En 1991, el entonces ministro de economía del Perú, Carlos Boloña Behr, incorporó al país al denominado “Consenso de Washington”, suerte de acuerdo entre las principales entidades financieras internacionales (Banco Mundial, FMI, etc.) consistente un conjunto de medidas económicas de orden neoliberal, surgidas luego de la caída del muro de Berlín, para superar el estallido de la crisis por la deuda externa de la mayoría de países del tercer mundo.

En ese contexto, el Perú acusaba los lacerantes rezagos de la hiperinflación del primer gobierno de García, el avance armado de Sendero Luminoso y un desconcierto creciente sobre el futuro del país.

Aparentemente, y para la mirada externa, un Perú abierto a la economía de libre mercado empezó a salir de la crisis, hasta alcanzar —tres décadas después del cambio de timón— el apelativo de “estrella de Latinoamérica”, por su envidiable récord de crecimiento macroeconómico, que le permitió superar a los países vecinos en su ritmo de sostenido ascenso.

Sin embargo, bastaron poco más de doce meses para que la crisis sanitaria global, mostrara una realidad sobrecogedora: en treinta años de liberalismo, el modelo no logró distribuir equitativamente la riqueza generada luego de seis lustros y cinco regímenes democráticos que respetaron el esquema económico desde 1991, pero sin mejorarlo, ni reformarlo.

Esta realidad demuestra, de manera palpable, la falta de previsión de los sucesivos gobiernos y del grupo de poder económico –dueño de la banca y las principales industrias del Perú–, para organizar un plan flexible y armónico con la realidad de los sectores menos favorecidos del país, y alcanzar un auténtico crecimiento, que lograra robustecer la capacidad financiera de las capas sociales más bajas, para beneficio de una mejor y mayor dinámica comercial.

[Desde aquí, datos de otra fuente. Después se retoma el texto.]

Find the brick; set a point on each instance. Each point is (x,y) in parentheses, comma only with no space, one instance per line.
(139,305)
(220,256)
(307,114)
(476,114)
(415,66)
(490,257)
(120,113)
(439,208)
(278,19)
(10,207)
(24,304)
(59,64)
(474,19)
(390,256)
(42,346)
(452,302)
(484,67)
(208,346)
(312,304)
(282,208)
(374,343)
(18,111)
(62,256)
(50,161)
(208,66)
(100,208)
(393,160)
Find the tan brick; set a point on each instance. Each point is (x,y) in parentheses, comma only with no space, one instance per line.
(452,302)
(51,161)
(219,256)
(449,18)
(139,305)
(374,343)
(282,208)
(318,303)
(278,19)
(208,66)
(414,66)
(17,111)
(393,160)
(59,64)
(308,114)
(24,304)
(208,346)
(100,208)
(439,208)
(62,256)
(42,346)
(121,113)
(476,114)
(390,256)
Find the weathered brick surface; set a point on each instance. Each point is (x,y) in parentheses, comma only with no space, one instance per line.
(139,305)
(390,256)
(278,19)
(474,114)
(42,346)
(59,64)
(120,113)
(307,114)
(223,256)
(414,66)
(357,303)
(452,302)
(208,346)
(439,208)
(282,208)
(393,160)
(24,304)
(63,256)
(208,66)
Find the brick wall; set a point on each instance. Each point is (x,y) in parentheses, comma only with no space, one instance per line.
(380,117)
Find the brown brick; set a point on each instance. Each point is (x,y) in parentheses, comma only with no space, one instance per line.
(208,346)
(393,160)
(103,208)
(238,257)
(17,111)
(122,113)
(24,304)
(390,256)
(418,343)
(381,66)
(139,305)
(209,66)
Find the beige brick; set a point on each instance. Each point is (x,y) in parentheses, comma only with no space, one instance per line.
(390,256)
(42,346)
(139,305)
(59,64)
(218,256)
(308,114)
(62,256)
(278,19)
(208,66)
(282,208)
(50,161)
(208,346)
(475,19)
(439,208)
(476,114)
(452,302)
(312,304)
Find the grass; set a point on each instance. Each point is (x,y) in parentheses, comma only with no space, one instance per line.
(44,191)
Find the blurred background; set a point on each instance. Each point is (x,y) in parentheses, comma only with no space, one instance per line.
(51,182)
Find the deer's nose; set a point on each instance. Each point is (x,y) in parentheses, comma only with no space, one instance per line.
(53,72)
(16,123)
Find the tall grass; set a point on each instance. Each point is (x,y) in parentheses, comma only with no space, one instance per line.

Dicha falta de previsión, constituye una real y auténtica ESTUPIDEZ por parte de los gobiernos de turno y los grupos de poder económico que tuvieron la obligación de prever y evitar un escenario de estallido social o la toma del gobierno de partidos radicales por la vía democrática, tal como sucedió en Venezuela, y como ahora podría ocurrir en el Perú con Pedro Castillo.

Ello, porque, sin lugar a dudas, Castillo es la expresión de muchas frustraciones de la población que observa en él a un “salvador”, sin importar su ideología. La comunidad, en medio de una crisis política, económica y sanitaria, necesita un cambio, aunque sea pequeño, pero un cambio, a fin de cuentas.

Si Keiko Fujimori asegura defender el modelo actual, no está ofreciendo nada nuevo, sino prometiendo mantener el statu quo, como si el Perú fuera un país del primer mundo.

Es por eso que la candidata de Fuerza Popular, deberá persuadir y convencer a los electores que llevará adelante la primera gran reforma del sistema que evitará la usura –con los créditos de elevada tasa–, y la conformación de oligopolios que promueven el mercantilismo.

En treinta años, en cinco gobiernos, no se ejecutaron las reformas al modelo económico y político, que pudieran regular la economía y distribuir la riqueza en forma equitativa.

Fue por ello que el modelo devino en monopolios, oligopolios, en creación de empresarios mercantilistas que tienen privilegios tributarios y viven del Estado, ganando licitaciones amañadas.

Asimismo, los medios de comunicación, de propiedad de los grupos de poder, privilegiaron espacios que, lejos de promover, prácticamente anulaban la capacidad analítica de la gente, sin información relevante en horarios de alta sintonía.

El resultado: una generación sin memoria colectiva, desorientada, sujeta a la volátil cultura de las redes sociales y presa fácil de los discursos de justicia y reivindicación social.

En este lúgubre escenario, sin garantía alguna de que el candidato Pedro Castillo cumpla con lo expresado, de respetar el orden constitucional, ¿Existe alguna esperanza de que el país no marche hacia una realidad política, económica y social como la venezolana?

El último reducto, sin lugar a dudas, son las Fuerzas Armadas del Perú que, en realidad, muy poco le deben los gobiernos de libre mercado, pues su capacidad operativa, en décadas, ha marchado hacia un triste desarme.

Es la clase militar de nuestro país, adversaria permanente de Sendero Luminoso y el MRTA, a quien corresponde custodiar el orden constitucional del Perú y protegerlo contra cualquier intento de ruptura del sistema democrático.

Luego de medio siglo de que un régimen militar, golpista e izquierdista, interrumpiera un proceso de evolución económica y democrática, la historia hoy brinda la oportunidad de reivindicación a los mandos militares para demostrar que, a pesar de la postergación financiera sistemática que alimente sus capacidades operativas, cumplirán con el Perú, y lo defenderán contra cualquier enemigo de la democracia.